This dangerously funny comedy stars Simon Baker (The Devil Wears Prada) as Roderick Blank. He’s a handsome, successful businessman, about to enter matrimony with his WASP-y fiancée (played by Julie Bowen).
He’s happy and content with his life until one day a mysterious e-mail arrives at his office. As his secretary, Trixie (portrayed by hilarious “The Facts of Life” alum Mindy Cohn) reads the names on the list, Roderick realizes that it contains all the women he’s bedded over the years.
However, his “magic number” is 29. The list contains 101 names. Uh-oh...
Meanwhile, there’s a crazy serial murderer wreaking havoc on the town. The media calls her “Death Nell.”
She’s a black widow who seduces and kills. Somehow, some way, her path will cross with Roderick’s.
Sex and Death 101 reunites Waters with his Heathers star, Winona Ryder (Death Nell). Two decades doesn’t seem to have altered actor and director one bit.
“It’s kind of funny how little either of us has changed ... and that sometimes scares the people around us,” says Waters. “Two Peter Pans on the set can be kind of spooky, but Winona and I still click on the same idiosyncratic, improperly socialized wavelength.”

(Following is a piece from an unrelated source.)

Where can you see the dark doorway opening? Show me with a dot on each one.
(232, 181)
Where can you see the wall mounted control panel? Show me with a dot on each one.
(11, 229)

101 is ripe with bawdy adult themes and plenty of good old fashioned S-E-X. As Roderick goes through the film, he’s placed time and time again in a plethora of amusing and sometimes unusual situations with women.
Who better to cast as a good-guy-gone-bad than Baker? The Aussie star has sent many libidos into overdrive in films like 2006’s Something New and Prada.
Waters feels that he was a natural to take the role of the loveable nice guy who gives himself over to his animal urges.
“I could not have made this movie without Simon Baker – although I didn’t completely appreciate that fact until after the movie was finished,” admits Waters. “It was very important that the character getting this list was not a goofy, giggling geek immaturely ejaculating over the promise of boobies. But it was equally important Roderick Blank not be the sleek, sleazy ‘ladies man’ getting an over-the-top comeuppance. Simon walked this razor’s edge with warmth and intelligence.”
As for all of the varied and highly naughty situations Roderick finds himself in during the course of the film, that was a deliberate pushing of the envelope by its writer-director.
“I thought, ‘This could be my Trojan Horse to put a lot of the things I want to say about sex on the big screen,’” says Waters.
Still, the best thing about Sex and Death 101 (aside from its laugh-out-loud wit) is its underlying premise. Waters couldn’t be more proud of his newest baby.
“What I love about this simple premise is that the more one thinks about it, the less cheesy and the more bizarrely profound it seems,” he muses. “I mean, go past the fantasy element of never having to worry about ‘will she or won’t she [sleep with me]?’ and other questions arise – Is sexuality the same without the thrill of pursuit? What if someone you hate is on the list? What if someone you love is NOT on the list? What if you come face to face with the last name on the list?”
Sex and Death 101 releases in select theaters April 4.